Managing relational tables in a database is a topic that all developer will eventually bump into. There are quite a few ways of managing relational data, and the best solution sometimes can be hard to find. As a developer you have to look at the scope of the application, the types of tools you have on hand, and where you want the responsibility for the referential integrity to reside. The most often used ways of maintaining referential integrity are as follows:
- foreign key constraints – simply a key in a table that refers to the index of another database table. MySql Server as of 3.23.44 supports this feature in InnoDB based tables. You can use ON DELETE and CASCADE functions to lock in update and delete logic. There are several benefits to pushing the ref. responsibility to the database. Introducing constraints makes it much more difficult for a developer to frell with the database. Also, the processing overhead for checking the tables is moved from the application server to the database layer. This can be good for low horsepower or high demand systems. This also frees the developer from writing code that maintains integrity, such as searching for orphans, etc.

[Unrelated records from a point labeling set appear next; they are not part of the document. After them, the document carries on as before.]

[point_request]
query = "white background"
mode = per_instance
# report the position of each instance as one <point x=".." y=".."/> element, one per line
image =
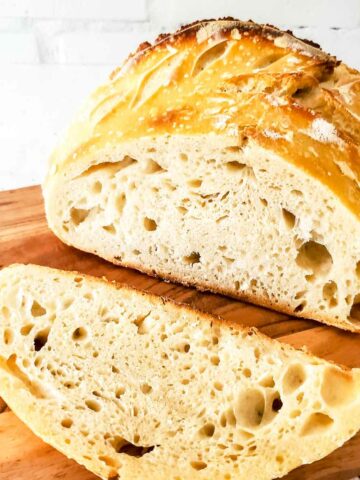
<point x="54" y="52"/>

- application logic – oh, the joys of writing application code to maintain your database tables. I would have to say that one of the best advantages of maintaining the database from the application layer is the amount of control you have. Also there is the issue of portability. It’s a lot easier to maintain code that doesn’t rely on a specific database set up to work properly. You will have to write more code for sure, but if you know your SQL, the additional lines of code can be fairly minor.
One pitfall I want to mention here is one that some inexperienced coder might fall into, and thats the concept of looping over what should be a JOIN query to produce the same results. Take the example of a table of customers, with a one-to-many relationship to the orders via a relational table to info stored in an orders table. (Each customer has multiple orders.) If the deletion of a customer record mandated the removal of all of their orders from the system, a coder may be temped to retrieve the customer’s id, then query the relational table for all orders that belong to the customer. Once that query is complete the developer will use a loop and a delete query in the application logic to perform the delete. It sounds crazy, but I’ve fixed a ton of applications that suffer from this type of coding.
There are several problems with the above example. The most important issue deals with integrity. If any part of the above fails or is interrupted you will end up with orphaned records in the database. Since the type of coding that produces orphans, rarely provides for their cleanup, you will tend to build a backlog of dead records in your table. nk no good. To a lesser extent, there are serious performance issues to deal with if you are running a loop of deletes against a table.
An overlooked solution to the above issue is that you can use a JOIN in a DELETE just as you can a SELECT. Using the customer / order relation described above, one could do the following:
DELETE orders.*, ordersRelativetoCustomers.*
LEFT JOIN orders
ON ordersRelativetoCustomers.orderId = orders.orderId
WHERE ordersRelativetoCustomers.customerId= ’12’
Using the code above you can delete multiple orders from a single customer without relying on a application logic loop.